Oh, if only that were the case! ML is this year’s “big data”: Everyone is claiming to do it, but few actually do it right or even understand what it’s good for. Especially in security, I’ve seen more misapplications than appropriate ones.
Most applications of ML in security use a form of anomaly detection, which is used to spot events that do not match an expected pattern. Anomaly detection is a useful technique in certain circumstances, but too often, vendors misapply it. For example, they will claim to analyze network traffic in an enterprise and use ML to find hackers in your network. This does not work, and you should be immediately skeptical of the vendors who make this claim.

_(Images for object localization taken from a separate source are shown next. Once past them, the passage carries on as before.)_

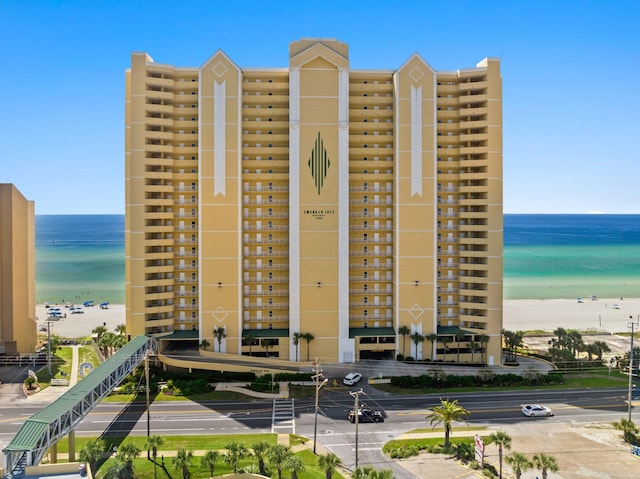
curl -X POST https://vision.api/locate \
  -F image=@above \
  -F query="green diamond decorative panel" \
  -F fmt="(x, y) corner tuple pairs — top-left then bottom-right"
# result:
(307, 132), (331, 195)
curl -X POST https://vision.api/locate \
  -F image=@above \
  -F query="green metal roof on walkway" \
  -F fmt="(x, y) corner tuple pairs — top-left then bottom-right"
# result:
(2, 335), (156, 477)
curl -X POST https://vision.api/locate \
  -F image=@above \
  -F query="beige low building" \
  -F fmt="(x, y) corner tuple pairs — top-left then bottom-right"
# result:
(0, 184), (36, 355)
(125, 38), (503, 366)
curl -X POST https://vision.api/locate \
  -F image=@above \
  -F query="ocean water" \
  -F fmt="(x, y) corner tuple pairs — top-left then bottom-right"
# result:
(35, 214), (640, 304)
(504, 214), (640, 299)
(36, 215), (125, 304)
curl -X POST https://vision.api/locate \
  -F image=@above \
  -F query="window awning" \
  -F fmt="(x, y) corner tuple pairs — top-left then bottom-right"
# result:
(349, 327), (395, 338)
(437, 326), (475, 336)
(242, 328), (289, 338)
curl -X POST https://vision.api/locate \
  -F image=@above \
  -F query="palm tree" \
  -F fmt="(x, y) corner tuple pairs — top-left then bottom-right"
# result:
(262, 338), (276, 357)
(104, 460), (134, 479)
(267, 444), (292, 479)
(115, 323), (127, 337)
(489, 430), (512, 479)
(505, 452), (533, 479)
(214, 326), (226, 352)
(223, 441), (248, 474)
(284, 454), (305, 479)
(441, 336), (452, 362)
(79, 438), (105, 474)
(455, 330), (466, 363)
(292, 332), (303, 361)
(92, 325), (107, 343)
(612, 418), (639, 443)
(245, 332), (255, 356)
(353, 467), (395, 479)
(251, 440), (270, 475)
(398, 325), (410, 358)
(532, 452), (559, 479)
(426, 333), (438, 361)
(173, 448), (194, 479)
(410, 332), (424, 360)
(469, 338), (479, 363)
(99, 331), (119, 358)
(317, 452), (342, 479)
(303, 332), (315, 361)
(200, 450), (220, 478)
(116, 442), (140, 466)
(592, 340), (611, 361)
(425, 398), (470, 447)
(477, 334), (490, 364)
(146, 435), (164, 479)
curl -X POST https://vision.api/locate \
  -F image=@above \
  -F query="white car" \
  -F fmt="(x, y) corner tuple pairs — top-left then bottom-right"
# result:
(343, 372), (362, 386)
(522, 404), (554, 417)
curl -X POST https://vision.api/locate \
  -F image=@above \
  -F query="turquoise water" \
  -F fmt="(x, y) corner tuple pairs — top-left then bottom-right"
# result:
(35, 214), (640, 303)
(36, 215), (125, 304)
(504, 214), (640, 299)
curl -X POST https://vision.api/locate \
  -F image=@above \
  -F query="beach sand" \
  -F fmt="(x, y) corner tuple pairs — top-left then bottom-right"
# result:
(36, 303), (126, 339)
(36, 297), (640, 339)
(504, 297), (640, 333)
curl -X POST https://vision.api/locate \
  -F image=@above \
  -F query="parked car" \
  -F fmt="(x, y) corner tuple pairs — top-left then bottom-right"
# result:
(343, 372), (362, 386)
(348, 405), (384, 423)
(522, 404), (554, 417)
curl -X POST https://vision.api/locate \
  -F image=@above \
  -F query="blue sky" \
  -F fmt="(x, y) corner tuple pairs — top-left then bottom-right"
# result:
(1, 0), (638, 214)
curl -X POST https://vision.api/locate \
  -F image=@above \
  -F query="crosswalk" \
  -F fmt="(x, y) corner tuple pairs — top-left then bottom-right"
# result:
(271, 398), (295, 434)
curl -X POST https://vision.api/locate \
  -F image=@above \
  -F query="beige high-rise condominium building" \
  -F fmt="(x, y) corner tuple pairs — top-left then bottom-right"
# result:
(0, 184), (36, 355)
(125, 38), (503, 366)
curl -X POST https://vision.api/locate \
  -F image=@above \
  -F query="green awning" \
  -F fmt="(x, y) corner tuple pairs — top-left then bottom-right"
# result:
(242, 328), (289, 338)
(349, 327), (395, 338)
(437, 326), (475, 336)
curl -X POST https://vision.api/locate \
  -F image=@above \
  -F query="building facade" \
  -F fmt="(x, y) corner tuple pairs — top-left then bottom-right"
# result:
(0, 184), (36, 355)
(125, 38), (503, 365)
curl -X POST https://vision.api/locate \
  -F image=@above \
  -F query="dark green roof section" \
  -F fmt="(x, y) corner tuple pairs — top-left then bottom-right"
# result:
(159, 330), (199, 340)
(437, 326), (475, 336)
(349, 327), (395, 338)
(4, 335), (153, 453)
(242, 328), (289, 338)
(2, 420), (49, 452)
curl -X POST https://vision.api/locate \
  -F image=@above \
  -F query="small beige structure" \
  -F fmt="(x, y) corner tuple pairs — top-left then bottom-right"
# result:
(0, 184), (36, 355)
(125, 38), (503, 367)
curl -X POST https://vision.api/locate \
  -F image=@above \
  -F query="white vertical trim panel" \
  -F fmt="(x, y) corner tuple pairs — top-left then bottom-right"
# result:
(289, 67), (301, 360)
(410, 85), (422, 197)
(214, 80), (226, 196)
(338, 67), (353, 362)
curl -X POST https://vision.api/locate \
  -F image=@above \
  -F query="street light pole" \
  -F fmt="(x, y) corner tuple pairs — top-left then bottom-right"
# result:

Effective machine learning requires a low dimensionality problem with high-quality labeled data. Unfortunately, deployments in real enterprises have neither. Detecting novel attacks requires either clear, labeled examples of attacks, which you do not have by definition, or a complete, exhaustive understanding of “normal” network behavior, which is impossible for any real network. And any sophisticated attacker will make an attack appear as seamless and “typical” as possible, to avoid setting off alarms.
Where does ML work?
One example where ML and anomaly detection can actually work well for security is in classifying human behavior. Humans, it turns out, are fairly predictable, and it is possible to build fairly accurate models of individual user behavior and detect when it doesn’t match their normal behavior.
We’ve had success in using ML for implicit authentication via analyzing a user’s biometrics, behavior, and environment. Implicit authentication is a technique that allows users to authenticate without performing any explicit actions like entering a password or swiping a fingerprint. This has clear benefits to both the user experience as well as for security. Users don’t need to be bothered with extra steps, we can use many authentication factors (rather than just one, a password), and it can happen continuously in the background.
Implicit authentication is well-suited to ML because most of the factors are low dimensional, meaning they involve a small number of parameters, and you can passively gather high-quality labeled data about user identities. Much like ML is effective in matching images for computer vision even in the presence of variance and noise, it is also effective in matching unique human behavioral aspects.
One example of this technology is how we can authenticate users based on unique aspects to the way they move. Attributes of the way you walk, sit, and stand are influenced by a large number of factors (including physiology, age, gender, and muscle memory), but are largely consistent for an individual. It is actually possible to accurately detect some of these attributes from the motion sensors in your phone in your pocket. In fact, after four seconds of motion data from a phone in your pocket, we can detect enough of these attributes to identify you. Another example is in using a user’s location history to authenticate them. Humans are creatures of habit, and by looking at where they came from and when, we can make an estimate of whether it’s them.
There are enough sensors in phones and computers (and more recently, wearables and IoT devices) that it is possible to passively pick up a large number of unique attributes about a user’s behavior and environment. We can then use ML to build a unique model for an individual user and find correlations between factors.
Threat models and anomaly detection
In any security system, it is important to understand the threat models you are trying to protect against. When using ML for security, you need to explicitly gather data, model the threats your system is protecting against, and use the model to train your system. Fortunately, for attacks against authentication, it is often possible to detect behavioral changes. For example, when a device is stolen, there are often clear changes in terms of its movement, location, and usage. And because false negatives are acceptable in that they just require the user to re-authenticate with a different method, we can tune the system to minimize false positives. In fact, once we combine four factors across multiple devices, we can get below a 0.001 percent false positive rate on implicit authentication.
There is no magic machine learning genie that can solve all your security problems. Building an effective security product that uses ML requires a deep understanding of the underlying system, and many security problems are just not appropriate for ML. For those that are, it’s a very powerful technique. And don’t worry, the companies on the hype train will soon move on to newer fads, like mobile self-driving AR blockchain drone marketplaces.